Perl Debate Time ;-)

Fred Steinberg fred at alaska.net
Sat Mar 20 18:18:54 CST 1999


 Tony> I think those who want to get rid of "local" are wrong. They are two
 Tony> completely different operators, used for two different purposes.

Right; dynamic vs lexcial scoping. Completely valid concepts, i.e. this is
not a debate about Perl syntax, it's a general concept.

 Tony> Variables declared with "my" are completely hidden from the outside
 Tony> world, /even subroutines called within the same block/, and /even if
 Tony> the subroutine is calling itself recursively./ According to "perldoc
 Tony> perlsub,"
     ...
 Tony> Hope this clears up the confusion.....

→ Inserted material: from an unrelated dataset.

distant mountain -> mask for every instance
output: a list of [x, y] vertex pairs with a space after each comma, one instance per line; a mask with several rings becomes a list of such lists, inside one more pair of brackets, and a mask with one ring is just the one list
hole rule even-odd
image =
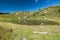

Indeed; a simple example always helps, in case anyone is still confused
(and cares):


    sub printfish { print "$fish "; }

    $fish = 'halibut';
    printfish;
    {
        local $fish = 'salmon';
        printfish;
    }
    printfish;


will print "halibut salmon halibut ".

If you change the 'local' to 'my', you get: "halibut halibut halibut ".
If you remove 'local' and 'my'  altogether, you get: "halibut salmon salmon ".

I tend to think of local as saving a temporary copy of the variable from
the outer scope.

I almost never use 'local', myself. But that's no reason to get rid of it.